Fig. 5. The tendon enthesis actively adapts its architecture in vivo by modifying mineral composition.

(A) Ten-week-old mice were subjected to two degeneration models: Underuse degeneration was induced via muscle paralysis, and overuse degeneration was achieved through downhill treadmill running for 4 weeks. (B) Postfailure contrast-enhanced microCT imaging revealed that pathological entheses exhibited exclusively avulsion-type failures under tensile mechanical testing. Scale bars, 500 μm. (C to J), Physiological in vivo degeneration models reduced the ability of the enthesis to protect against failure. (D) Failure area, (E) avulsed fragment quantity, and (F) failure interfaces were affected by enthesis pathology. Underuse degeneration led to (G) lower strength (P < 0.01) and (H) lower stiffness (P < 0.05) and (I) trended towards decreased toughness (P = 0.075) compared to that of control.
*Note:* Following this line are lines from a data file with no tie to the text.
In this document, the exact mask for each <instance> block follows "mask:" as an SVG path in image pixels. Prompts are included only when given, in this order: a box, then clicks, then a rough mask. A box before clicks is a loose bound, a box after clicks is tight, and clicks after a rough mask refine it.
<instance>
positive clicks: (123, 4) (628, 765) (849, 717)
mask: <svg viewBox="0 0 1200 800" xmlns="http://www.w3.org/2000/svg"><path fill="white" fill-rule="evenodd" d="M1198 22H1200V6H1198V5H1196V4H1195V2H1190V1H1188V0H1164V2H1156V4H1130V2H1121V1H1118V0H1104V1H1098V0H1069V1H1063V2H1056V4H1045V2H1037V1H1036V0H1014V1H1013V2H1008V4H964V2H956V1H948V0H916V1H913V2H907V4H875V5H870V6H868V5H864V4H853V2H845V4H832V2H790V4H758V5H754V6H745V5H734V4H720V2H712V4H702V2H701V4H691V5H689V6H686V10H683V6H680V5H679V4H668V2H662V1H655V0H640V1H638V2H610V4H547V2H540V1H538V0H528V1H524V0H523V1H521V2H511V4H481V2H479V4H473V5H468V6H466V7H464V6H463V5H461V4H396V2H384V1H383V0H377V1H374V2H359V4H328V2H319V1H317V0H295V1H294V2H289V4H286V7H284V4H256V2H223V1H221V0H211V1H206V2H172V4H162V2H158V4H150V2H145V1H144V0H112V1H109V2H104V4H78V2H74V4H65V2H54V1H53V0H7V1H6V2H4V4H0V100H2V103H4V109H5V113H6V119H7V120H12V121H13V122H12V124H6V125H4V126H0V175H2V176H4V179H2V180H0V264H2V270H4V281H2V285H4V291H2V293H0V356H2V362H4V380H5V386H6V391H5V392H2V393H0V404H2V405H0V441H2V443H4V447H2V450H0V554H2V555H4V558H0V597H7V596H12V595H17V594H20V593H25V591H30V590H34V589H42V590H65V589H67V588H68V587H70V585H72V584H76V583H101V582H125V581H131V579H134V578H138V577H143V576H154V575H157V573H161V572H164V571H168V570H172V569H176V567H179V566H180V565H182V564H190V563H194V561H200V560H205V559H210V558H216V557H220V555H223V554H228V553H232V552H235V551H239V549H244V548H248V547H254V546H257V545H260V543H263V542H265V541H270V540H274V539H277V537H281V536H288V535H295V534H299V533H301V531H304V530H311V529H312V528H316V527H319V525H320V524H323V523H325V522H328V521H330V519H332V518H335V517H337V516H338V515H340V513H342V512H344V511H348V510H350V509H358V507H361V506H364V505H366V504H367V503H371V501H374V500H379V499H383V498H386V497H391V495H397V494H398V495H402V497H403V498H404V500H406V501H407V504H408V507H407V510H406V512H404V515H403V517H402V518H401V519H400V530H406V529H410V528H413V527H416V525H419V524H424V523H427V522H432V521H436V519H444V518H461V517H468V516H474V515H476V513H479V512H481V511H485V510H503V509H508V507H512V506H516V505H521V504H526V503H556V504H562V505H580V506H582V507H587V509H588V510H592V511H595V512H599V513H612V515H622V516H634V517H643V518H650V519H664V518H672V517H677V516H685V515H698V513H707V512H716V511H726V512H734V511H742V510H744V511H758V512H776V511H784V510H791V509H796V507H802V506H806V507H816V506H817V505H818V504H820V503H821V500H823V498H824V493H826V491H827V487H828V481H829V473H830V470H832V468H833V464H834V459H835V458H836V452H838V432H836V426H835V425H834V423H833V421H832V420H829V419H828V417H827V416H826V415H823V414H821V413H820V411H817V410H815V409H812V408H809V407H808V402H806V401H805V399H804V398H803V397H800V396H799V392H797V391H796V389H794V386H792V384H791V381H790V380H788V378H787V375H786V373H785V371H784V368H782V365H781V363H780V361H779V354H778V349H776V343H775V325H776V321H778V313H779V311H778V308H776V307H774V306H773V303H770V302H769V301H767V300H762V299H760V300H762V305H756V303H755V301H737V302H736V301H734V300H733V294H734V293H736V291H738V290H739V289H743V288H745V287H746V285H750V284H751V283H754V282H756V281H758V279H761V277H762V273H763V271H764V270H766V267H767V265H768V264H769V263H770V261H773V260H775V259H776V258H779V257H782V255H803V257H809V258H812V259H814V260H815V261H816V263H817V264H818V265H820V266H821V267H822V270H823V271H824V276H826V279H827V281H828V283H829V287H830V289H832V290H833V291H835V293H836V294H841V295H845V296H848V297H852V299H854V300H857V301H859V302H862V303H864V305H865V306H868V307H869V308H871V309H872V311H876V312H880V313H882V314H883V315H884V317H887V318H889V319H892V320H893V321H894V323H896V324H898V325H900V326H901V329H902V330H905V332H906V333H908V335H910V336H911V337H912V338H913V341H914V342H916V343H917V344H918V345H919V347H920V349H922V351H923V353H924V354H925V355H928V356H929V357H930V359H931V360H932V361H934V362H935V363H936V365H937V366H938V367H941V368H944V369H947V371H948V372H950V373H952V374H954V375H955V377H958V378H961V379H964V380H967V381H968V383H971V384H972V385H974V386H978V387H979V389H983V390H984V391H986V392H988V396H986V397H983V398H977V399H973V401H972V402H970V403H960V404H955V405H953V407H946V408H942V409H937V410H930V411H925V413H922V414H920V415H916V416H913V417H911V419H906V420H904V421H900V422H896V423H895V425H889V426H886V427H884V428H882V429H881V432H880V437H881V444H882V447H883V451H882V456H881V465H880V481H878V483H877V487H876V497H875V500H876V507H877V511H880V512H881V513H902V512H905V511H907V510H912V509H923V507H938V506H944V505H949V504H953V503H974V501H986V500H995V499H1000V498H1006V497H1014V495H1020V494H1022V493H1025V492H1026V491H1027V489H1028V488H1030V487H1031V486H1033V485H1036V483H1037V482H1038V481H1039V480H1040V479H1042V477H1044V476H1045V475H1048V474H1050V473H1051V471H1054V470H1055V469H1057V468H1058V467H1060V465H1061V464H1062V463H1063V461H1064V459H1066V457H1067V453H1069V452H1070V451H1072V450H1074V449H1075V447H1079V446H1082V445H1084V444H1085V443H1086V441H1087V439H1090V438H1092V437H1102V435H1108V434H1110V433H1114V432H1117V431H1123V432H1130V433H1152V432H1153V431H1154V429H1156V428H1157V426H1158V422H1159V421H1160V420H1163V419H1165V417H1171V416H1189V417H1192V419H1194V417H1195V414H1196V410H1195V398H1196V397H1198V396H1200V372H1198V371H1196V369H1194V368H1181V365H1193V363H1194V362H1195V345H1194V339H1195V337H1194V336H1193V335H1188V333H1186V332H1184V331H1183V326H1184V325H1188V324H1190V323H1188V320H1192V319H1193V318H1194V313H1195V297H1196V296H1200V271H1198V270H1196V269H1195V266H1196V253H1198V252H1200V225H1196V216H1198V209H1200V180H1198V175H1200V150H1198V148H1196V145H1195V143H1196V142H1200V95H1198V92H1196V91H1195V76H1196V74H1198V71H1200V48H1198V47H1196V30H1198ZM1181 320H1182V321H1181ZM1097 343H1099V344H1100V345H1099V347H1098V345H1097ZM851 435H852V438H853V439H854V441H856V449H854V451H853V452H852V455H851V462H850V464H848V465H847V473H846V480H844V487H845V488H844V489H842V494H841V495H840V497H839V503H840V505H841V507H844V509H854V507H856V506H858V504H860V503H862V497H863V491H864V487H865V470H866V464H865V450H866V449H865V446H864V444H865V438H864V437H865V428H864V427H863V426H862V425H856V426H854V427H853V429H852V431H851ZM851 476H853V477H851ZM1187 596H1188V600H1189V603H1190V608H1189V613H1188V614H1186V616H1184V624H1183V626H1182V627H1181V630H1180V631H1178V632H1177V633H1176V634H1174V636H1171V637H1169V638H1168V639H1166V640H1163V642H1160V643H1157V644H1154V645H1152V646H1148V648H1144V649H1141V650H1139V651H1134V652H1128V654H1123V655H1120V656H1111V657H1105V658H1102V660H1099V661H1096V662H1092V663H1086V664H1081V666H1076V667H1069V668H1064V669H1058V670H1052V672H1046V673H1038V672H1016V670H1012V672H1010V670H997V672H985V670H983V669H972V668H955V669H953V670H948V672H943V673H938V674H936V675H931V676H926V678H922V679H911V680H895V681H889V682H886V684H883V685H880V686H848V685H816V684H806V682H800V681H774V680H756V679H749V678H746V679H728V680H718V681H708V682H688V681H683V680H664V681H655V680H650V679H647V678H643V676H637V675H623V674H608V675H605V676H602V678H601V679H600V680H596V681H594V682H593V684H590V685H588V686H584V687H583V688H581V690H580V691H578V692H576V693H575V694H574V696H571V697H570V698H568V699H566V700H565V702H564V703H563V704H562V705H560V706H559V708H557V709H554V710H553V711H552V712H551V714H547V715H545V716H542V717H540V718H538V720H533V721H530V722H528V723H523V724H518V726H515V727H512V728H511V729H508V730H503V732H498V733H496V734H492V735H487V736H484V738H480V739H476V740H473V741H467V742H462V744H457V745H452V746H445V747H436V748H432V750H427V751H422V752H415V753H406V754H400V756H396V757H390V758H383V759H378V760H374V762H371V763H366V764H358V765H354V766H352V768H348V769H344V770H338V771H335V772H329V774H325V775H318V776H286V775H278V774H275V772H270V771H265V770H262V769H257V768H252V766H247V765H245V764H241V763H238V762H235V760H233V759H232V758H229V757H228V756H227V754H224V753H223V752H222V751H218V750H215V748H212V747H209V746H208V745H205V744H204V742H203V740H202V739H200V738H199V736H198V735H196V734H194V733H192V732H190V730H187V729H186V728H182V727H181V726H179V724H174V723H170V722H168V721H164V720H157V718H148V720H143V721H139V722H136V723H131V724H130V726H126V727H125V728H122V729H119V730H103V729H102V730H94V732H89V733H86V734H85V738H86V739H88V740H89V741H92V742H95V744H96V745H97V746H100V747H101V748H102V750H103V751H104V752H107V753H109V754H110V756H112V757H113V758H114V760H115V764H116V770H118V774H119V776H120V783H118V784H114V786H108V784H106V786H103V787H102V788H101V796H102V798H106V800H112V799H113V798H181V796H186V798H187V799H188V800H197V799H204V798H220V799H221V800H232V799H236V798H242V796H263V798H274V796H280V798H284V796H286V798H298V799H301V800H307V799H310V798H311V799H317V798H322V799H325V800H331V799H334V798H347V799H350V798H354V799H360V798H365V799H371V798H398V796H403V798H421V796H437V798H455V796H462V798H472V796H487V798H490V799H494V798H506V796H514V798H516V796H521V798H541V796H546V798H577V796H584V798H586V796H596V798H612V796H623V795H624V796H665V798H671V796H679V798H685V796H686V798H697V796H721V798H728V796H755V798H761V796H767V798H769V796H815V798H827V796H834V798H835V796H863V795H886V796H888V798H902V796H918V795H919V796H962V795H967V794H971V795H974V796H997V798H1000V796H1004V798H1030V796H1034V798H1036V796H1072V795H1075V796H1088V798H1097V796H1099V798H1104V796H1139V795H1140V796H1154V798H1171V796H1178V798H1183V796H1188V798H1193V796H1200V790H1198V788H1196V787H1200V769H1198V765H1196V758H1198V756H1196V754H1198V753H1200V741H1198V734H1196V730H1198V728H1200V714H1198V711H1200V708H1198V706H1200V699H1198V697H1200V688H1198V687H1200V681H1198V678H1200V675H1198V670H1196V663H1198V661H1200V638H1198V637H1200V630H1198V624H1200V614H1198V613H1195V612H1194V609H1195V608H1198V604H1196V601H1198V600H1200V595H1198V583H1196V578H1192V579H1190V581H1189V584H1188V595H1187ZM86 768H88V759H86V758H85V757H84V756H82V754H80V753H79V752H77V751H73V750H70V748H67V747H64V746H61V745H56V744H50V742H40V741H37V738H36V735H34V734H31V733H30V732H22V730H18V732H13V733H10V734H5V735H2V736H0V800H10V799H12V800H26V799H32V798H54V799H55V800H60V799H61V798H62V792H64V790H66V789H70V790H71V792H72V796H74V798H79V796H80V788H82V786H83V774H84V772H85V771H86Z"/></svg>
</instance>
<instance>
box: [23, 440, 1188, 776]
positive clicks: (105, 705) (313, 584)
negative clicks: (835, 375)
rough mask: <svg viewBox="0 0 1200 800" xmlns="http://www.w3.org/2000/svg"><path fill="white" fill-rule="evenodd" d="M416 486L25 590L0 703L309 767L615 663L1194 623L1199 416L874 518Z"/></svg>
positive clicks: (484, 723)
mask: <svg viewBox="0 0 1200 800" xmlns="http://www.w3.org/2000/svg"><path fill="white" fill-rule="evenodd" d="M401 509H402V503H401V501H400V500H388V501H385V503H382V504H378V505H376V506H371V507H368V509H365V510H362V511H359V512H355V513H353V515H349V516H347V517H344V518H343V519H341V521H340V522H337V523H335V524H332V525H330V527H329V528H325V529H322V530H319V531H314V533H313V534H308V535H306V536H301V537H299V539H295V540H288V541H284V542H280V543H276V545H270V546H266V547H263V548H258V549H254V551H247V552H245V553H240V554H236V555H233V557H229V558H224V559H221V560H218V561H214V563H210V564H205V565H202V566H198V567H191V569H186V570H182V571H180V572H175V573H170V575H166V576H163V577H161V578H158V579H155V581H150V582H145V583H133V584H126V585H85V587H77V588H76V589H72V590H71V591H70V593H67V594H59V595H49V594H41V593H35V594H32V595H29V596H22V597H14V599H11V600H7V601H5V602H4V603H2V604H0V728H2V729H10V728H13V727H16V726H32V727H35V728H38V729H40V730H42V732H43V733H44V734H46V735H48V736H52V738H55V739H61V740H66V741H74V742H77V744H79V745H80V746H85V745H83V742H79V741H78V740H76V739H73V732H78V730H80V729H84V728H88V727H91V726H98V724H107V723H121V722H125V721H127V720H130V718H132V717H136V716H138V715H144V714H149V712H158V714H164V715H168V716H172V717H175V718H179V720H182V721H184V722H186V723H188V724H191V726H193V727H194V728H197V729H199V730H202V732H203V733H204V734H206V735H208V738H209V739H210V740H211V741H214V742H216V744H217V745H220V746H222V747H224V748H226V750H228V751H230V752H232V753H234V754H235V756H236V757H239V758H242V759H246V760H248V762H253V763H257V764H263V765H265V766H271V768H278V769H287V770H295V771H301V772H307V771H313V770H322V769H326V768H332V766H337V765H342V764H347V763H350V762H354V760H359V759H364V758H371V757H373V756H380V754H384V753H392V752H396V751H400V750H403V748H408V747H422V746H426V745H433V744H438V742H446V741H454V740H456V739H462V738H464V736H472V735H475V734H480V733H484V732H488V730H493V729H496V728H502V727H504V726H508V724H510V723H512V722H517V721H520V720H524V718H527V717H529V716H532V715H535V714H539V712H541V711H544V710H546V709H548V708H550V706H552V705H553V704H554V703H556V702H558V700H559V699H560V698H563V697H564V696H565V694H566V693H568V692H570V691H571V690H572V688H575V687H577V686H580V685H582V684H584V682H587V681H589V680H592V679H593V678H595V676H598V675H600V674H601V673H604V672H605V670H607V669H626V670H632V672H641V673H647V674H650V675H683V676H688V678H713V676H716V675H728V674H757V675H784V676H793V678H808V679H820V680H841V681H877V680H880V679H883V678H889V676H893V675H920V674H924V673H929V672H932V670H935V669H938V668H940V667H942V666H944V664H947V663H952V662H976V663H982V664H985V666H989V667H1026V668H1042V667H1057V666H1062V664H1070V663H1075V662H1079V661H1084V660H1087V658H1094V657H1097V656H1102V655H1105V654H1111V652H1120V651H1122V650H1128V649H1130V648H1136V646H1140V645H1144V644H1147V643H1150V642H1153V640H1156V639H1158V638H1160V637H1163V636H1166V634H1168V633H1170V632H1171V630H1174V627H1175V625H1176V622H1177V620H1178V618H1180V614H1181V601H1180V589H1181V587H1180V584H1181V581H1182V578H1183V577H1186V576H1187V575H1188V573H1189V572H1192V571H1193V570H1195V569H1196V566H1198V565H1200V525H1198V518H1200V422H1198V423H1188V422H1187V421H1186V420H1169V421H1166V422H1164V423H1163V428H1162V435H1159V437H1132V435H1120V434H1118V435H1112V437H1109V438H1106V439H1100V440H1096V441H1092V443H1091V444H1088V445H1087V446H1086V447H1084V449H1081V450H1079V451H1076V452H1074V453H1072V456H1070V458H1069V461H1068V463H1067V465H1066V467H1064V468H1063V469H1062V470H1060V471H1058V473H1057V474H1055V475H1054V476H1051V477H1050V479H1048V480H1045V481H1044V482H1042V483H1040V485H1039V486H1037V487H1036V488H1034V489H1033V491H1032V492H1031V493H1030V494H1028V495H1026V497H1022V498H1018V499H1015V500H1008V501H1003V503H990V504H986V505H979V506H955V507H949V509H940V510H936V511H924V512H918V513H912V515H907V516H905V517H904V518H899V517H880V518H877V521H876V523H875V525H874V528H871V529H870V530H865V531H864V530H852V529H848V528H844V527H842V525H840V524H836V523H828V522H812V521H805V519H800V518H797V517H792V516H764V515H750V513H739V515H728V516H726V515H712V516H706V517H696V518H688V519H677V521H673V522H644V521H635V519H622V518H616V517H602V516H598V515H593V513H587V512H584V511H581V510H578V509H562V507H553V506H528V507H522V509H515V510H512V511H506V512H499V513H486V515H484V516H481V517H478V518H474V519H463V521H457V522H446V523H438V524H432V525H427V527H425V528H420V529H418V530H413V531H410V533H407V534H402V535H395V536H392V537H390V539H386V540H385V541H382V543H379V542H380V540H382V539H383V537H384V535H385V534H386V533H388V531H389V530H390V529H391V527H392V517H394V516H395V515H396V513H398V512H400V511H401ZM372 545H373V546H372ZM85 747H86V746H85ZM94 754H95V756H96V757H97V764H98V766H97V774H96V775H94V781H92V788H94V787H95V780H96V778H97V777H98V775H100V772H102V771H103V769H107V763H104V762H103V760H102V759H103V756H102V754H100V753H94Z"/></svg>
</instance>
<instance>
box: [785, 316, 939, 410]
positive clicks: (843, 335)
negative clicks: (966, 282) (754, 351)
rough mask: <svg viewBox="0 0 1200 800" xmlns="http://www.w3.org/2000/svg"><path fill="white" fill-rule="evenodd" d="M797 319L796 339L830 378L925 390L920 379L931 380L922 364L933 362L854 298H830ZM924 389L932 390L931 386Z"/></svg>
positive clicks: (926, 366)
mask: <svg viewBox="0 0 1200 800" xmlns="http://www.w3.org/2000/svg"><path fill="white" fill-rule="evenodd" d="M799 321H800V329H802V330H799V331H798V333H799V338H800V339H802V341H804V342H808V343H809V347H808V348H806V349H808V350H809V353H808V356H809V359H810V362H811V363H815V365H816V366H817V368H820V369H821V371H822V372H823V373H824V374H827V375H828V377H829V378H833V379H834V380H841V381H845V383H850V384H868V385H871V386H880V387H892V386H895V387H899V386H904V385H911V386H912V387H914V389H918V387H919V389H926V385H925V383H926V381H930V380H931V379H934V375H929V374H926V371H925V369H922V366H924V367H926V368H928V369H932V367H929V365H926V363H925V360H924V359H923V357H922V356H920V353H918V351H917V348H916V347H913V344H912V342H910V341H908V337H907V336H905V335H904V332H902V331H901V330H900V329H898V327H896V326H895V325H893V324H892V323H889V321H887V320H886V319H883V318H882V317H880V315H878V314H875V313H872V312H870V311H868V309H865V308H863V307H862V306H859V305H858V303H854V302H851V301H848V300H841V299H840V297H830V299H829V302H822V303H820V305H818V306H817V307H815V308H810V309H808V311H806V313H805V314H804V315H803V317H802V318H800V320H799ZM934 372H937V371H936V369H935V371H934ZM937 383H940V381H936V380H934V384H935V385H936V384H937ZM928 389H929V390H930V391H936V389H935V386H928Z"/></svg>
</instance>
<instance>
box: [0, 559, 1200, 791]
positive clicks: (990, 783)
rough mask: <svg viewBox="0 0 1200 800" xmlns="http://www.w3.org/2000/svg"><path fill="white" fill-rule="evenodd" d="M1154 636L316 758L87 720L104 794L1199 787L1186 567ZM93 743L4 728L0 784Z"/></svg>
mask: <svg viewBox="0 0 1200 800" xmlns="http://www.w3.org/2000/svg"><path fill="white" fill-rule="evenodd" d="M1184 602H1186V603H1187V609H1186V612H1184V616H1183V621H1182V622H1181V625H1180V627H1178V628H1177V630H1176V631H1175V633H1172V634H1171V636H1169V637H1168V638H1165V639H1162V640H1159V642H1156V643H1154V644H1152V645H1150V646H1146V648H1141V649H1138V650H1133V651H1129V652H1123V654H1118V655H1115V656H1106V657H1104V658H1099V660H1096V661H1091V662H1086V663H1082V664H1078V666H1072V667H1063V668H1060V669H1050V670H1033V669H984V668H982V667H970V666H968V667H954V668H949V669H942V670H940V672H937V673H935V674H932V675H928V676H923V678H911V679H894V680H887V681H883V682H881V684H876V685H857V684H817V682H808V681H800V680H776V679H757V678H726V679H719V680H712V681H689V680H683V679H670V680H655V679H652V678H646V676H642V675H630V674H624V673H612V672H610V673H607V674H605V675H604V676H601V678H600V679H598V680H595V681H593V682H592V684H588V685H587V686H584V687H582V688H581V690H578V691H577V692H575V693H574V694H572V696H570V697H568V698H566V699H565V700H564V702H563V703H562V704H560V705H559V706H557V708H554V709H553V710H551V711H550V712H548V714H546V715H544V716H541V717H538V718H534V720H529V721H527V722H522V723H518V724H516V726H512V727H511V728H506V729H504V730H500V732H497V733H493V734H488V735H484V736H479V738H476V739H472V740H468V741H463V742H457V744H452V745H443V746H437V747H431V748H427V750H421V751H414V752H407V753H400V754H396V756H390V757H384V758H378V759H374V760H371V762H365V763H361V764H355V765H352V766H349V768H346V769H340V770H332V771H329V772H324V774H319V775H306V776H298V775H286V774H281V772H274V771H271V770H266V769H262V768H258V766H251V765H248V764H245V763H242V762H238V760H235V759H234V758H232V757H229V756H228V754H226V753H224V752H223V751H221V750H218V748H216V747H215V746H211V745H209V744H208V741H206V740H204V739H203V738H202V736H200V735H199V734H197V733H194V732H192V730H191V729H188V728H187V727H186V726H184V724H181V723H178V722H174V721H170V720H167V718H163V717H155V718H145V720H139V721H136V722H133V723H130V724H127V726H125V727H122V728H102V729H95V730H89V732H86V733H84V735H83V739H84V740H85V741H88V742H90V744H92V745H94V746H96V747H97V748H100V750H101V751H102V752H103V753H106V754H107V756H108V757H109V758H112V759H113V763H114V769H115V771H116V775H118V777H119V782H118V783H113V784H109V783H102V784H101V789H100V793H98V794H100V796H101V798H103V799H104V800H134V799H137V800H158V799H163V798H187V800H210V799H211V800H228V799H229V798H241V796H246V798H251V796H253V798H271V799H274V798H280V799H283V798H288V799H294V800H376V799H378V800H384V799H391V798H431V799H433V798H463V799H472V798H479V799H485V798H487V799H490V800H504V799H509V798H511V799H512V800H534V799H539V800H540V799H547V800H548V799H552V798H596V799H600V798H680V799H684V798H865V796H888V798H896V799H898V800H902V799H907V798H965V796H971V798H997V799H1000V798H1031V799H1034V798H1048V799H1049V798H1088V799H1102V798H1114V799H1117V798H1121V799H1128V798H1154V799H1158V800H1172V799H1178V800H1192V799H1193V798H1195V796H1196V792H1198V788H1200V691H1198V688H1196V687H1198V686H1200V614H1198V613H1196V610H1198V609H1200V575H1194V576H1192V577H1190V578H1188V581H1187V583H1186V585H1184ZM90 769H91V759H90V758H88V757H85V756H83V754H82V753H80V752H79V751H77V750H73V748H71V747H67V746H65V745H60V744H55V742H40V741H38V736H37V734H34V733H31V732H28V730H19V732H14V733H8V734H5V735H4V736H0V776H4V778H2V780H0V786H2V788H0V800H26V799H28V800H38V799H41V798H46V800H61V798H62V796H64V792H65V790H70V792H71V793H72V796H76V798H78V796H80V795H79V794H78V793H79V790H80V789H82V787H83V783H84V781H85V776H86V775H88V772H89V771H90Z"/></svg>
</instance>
Overuse degeneration decreased (J) tendon cross-sectional area (P < 0.01), (H) stiffened the enthesis (P < 0.01), and (I) significantly reduced toughness compared to control (P < 0.05). (K and L) Bone morphometric analysis revealed that underuse led to (K) reduced bone volume (BV/TV) (P < 0.0001) and (L) reduced bone mineral density (BMD) in the bone underlying the attachment (P < 0.0001). (M) The volume of load-bearing trabecular plates (pBV/TV) increased significantly (P < 0.0001) because of overuse and decreased significantly (P < 0.0001) because of underuse, with significant changes in their (N) orientations (P < 0.01, two-way ANOVA followed by Dunnet’s multiple comparison test). (O) Enthesis strength correlated with BMD (R = 0.60, P < 0.001), cortical thickness (R = 0.69, P < 0.001), and trabecular plate thickness (R = 0.44, P < 0.001). Enthesis toughness correlated with tendon cross-sectional area (R = 0.44, P < 0.01, Pearson correlation). (*P < 0.05, **P < 0.01, ***P < 0.001, and ****P < 0.0001, ANOVA followed by the Dunnett’s multiple comparison test unless otherwise reported).